I am eager to put those values into action in my new role as Senate Chairman of the Public Health Committee in the Massachusetts Legislature. Specifically, there are three key priorities on which I will be focusing.
The first key priority is working to address the opioid crisis and related addiction and mental health issues. No community is immune to this terrible scourge. Although significant steps have been taken at the state and community-level to improve prevention and treatment, the behavioral healthcare system in Massachusetts continues to be fragmented and under-funded. Too often, addiction is still treated as a criminal justice problem rather than a healthcare problem. We need to consider all possible strategies to strengthen education and prevention, and improve the accessibility and affordability of treatment options.
Fortunately, there are several positive signs for the year ahead. I commend the Governor for convening his Opioid Addiction Working Group, and I look forward to the Working Group’s list of policy recommendations, expected to be released this May. I also commend Attorney General Maura Healey for her early focus on opiate and prescription drug abuse, including attention to drug addiction among pregnant mothers-to-be. Additionally, legislative leadership has made it clear that combatting substance abuse and addiction will be a top priority for the current legislative session.
The second key priority is working to address tobacco use and nicotine addiction, especially among our young people. Although cigarette smoking has been on the decline among both young people and adults, the tobacco industry is aggressively marketing a wide range of new products, including fruit flavored cigars, smokeless tobacco, and e-cigarettes. For the first time, the rate of high school students’ use of other tobacco products has exceeded even the rate of cigarette smoking. These products are getting a new generation addicted to nicotine and can cause a variety of harmful health impacts.
Tobacco use continues to be the leading preventable cause of death and disability in Massachusetts and is responsible for billions of dollars in healthcare costs.
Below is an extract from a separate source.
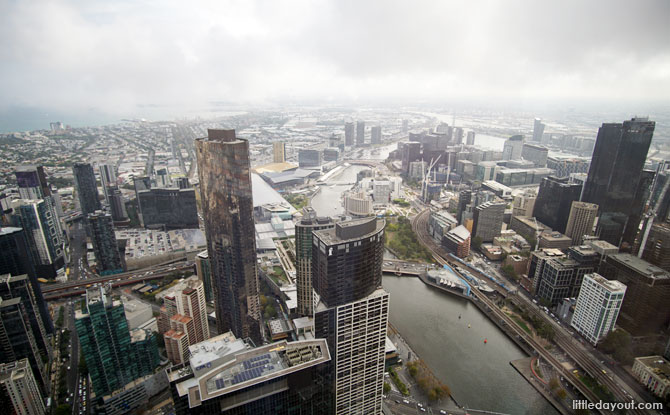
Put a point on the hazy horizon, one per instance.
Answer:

We must take steps to strengthen our tobacco laws, following the lead of many of our cities and towns who have already restricted the availability, sale, packaging, and marketing of new tobacco products to help protect minors.
The third key priority is building on the accomplishments of our prevention & wellness efforts. In 2012, we enacted landmark legislation aimed at improving the quality of care while containing the unsustainable rise in healthcare costs. This legislation is expected to save the Commonwealth $200 billion over the next fifteen years. A key component of this effort is a paradigm shift in our healthcare system — moving away from our current sick care system to a well care system; from a system geared primarily toward treating illness to one geared toward keeping people healthy and preventing chronic illness.
As part of that landmark legislation in 2012, we created a first-in-the-nation Prevention and Wellness Trust. This Trust now serves as a conduit for high-impact, competitive grants to communities across the Commonwealth to implement proven interventions that address the most prevalent, most preventable, and most costly health conditions facing Massachusetts residents. I look forward to building on the success of the Prevention and Wellness Trust, as we seek to continue this fundamental paradigm shift in our healthcare system from our current sick care system to a well care system.
I look forward to my work leading the Public Health committee and the positive impact we can have on the well-being of our families and communities. I welcome your input and feedback.